Femme de Chambre ; Markus Orths

resize_5_Liana Levi ; 131 pages.
Traduit de l'allemand par Nicole Casanova.
V.O. : Das Zimmermädchen. 2008.

Voilà un petit livre qui m'a attirée avec sa couverture. La femme qui pose me fait penser à une gouvernante anglaise.

Pas du tout. Il s'agit en fait de l'histoire de Lynn, une jeune femme qui vient de passer six mois dans un hôpital, afin de soigner une dépression. Elle se fait engager par son ancien compagnon comme femme de chambre dans un grand hôtel, et s'occupe en faisant le ménage avec une minutie extrême.
Un soir, elle s'allonge sous un lit, et passe la nuit avec un client qui ignore sa présence. Dès lors, chaque mardi, elle répète cette action. Comme elle répète les autres petits événements qui ponctuent son existence, comme elle en crée d'autres pour pouvoir les répéter.

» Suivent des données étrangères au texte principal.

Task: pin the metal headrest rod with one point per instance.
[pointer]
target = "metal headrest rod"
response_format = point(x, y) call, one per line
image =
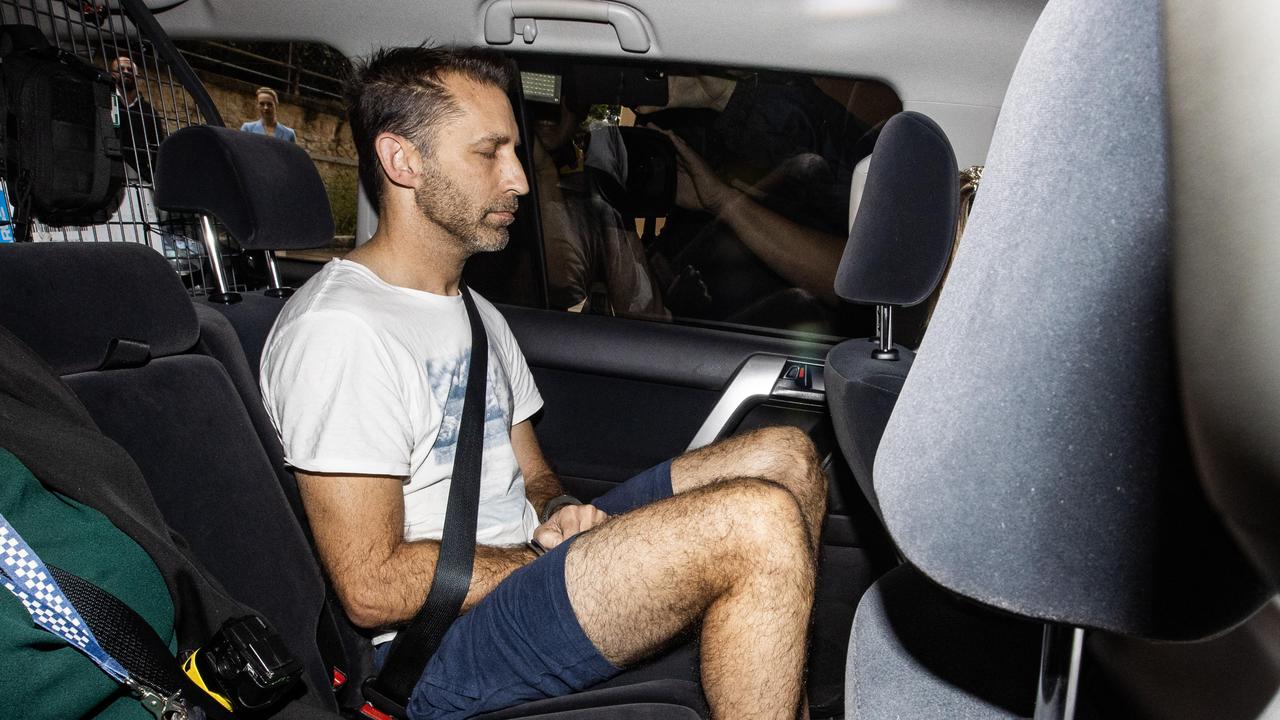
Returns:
point(215, 261)
point(885, 350)
point(275, 288)
point(1061, 652)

Voilà un petit livre très étrange. Il se passe très peu de choses dans ce livre, les dialogues sont rares et brefs, le style est détaché et très précis. Pourtant, il s'agit d'un récit pesant, à cause des non-dits qui habitent chaque phrase, chaque événement. Lynn ne va pas bien, mais on ne saura jamais ce qui lui est arrivé. Pourquoi elle est allée à l'hôpital, qui elle était avant.
On l'observe, cherchant à ne pas penser, se liant de manière très étrange à des inconnus, se réfugiant sous les lits de ces chambres qu'elle connaît, un peu comme si elle était dans le ventre d'une mère. Une mère que Lynn n'a pas, car la sienne ne lui offre pas de réconfort. Cela peut sembler malsain de se cacher sous le lit d'une chambre d'hôtel, évidemment. Mais quand je dis qu'il ne se passe rien ou presque dans ce livre, c'est vrai. Se cacher sous le lit n'est pas un événement dans la vie de Lynn, du moins pas comme on se l'imagine. Lynn n'est pas quelqu'un de dangereux, elle est seulement blessée. Par des événements qu'elle ne peut exprimer, auxquels elle ne veut pas penser, et auxquels le lecteur n'aura jamais accès.
Un semblant d'horizon semble percer au cours du récit, un espoir amoureux et donc fragile, surtout lorsque l'on est une femme comme Lynn. Je m'arrête là pour ne pas tout vous dévoiler, mais disons que cette relation se noue de façon très intéressante, en totale harmonie avec qui est notre héroïne.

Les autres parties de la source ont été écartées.